Reportage en Cisjordanie de Emilie Baujard
Ayyad : « Le mur était loin de nous. La direction était totalement différente de celle d’aujourd’hui. Et puis, les plans ont changé pour annexer l’hôtel et l’intégrer dans ce qu’ils appellent le Grand Jérusalem. »
Ayyad est le propriétaire palestinien d’un hôtel à Abu Dis en Cisjordanie, à la lisière de Jérusalem-Est. Mais il ne le sera peut-être plus pour très longtemps. Dans un mois, la Cour suprême israélienne, après plus de 10 ans de procédure, doit décider si le mur de séparation va passer à l’est ou à l’ouest du bâtiment.
En d’autres termes, si l’hôtel va rester en Cisjordanie ou passer côté israélien.
Ali Ayyad montre son hôtel du doigt, le bâtiment de 3 étages est à une cinquantaine de mètres mais il ne peut plus s’en approcher… des soldats israéliens ont investi les lieux en 2003 et ils gardent depuis la propriété, le temps que la justice israélienne se prononce.
« Il y a des lumières, de très fortes lumières qu’ils allument la nuit au dessus du bâtiment, il y a une tour aussi où il y a des militaires, des caméras qui surveillent toute la zone et parfois il y a un soldat qui s’installe dans une des pièces et regarde ce qu’il se passe aux alentours.

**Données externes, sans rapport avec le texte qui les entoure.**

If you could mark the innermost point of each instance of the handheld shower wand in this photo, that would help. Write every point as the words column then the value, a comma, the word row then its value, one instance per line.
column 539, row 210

Il y en a un d’ailleurs en ce moment qui nous regarde depuis une des fenêtres »
Officiellement, l’hôtel et le terrain d’Ali Ayyad ont été réquisitionnés par l’Etat d’Israël pour des raisons de sécurité… pour y faire passer le mur de séparation haut de 8 mètres de haut… et qui aujourd’hui s’arrête à quelques mètres à l’ouest du bâtiment. Ce que redoute Ali Ayyad c’est que les travaux de construction reprennent et que son hôtel passe du côté israélien du mur, à Jérusalem-Est ville occupée et annexée par Israël depuis 1967. Lui et sa famille perdraient alors tout droit sur leur hôtel car ils n’ont pas les permis nécessaires pour passer en Israël et donc à Jérusalem.
« Aussi longtemps qu’on peut voir l’hôtel et que le mur n’est pas finit, il y a encore une chance pour cela change. Beaucoup de gens ici ne comprennent pas, ils me demandent : mais pourquoi tu ne veux pas que ton hôtel soit à Jérusalem ? Alors je leur explique qu’à la minute où l’hôtel sera annexé, ma famille sera considérée comme absente et c’est là toute la tactique qui a été mise en place. Ils n’annexent pas l’hôtel pour étendre la présence palestinienne à Jérusalem, mais pour prendre de la terre aux palestiniens. »
L’Etat d’Israël s ‘appuie effectivement sur une loi de 1950, appelée la loi des propriétaires absents, et qui lui permet de confisquer toute propriété appartenant à des Palestiniens qui ont quitté ou ont été forcé de quitter Israël après la guerre de 1948. Rami Ershied est avocat à Jérusalem
« Un absent est tout Palestinien qui avait une propriété en Israël mais qui n’a pas obtenu la citoyenneté israélienne en 1948 ou la résidence en 1967. Alors dans ces cas, l’Etat d’Israël prend la propriété. Chaque année, il y des dizaines de cas où l’Etat d’Israël utilise cette loi pour déchoir les Palestiniens de leur titre de propriété ».
Ali Ayyad, le propriétaire de l’hôtel y voit aussi une autre raison. Selon lui, son hôtel serait situé sur une route qui permettra à terme de relier Jérusalem à une colonie israélienne de 300 nouveaux logements en Cisjordanie.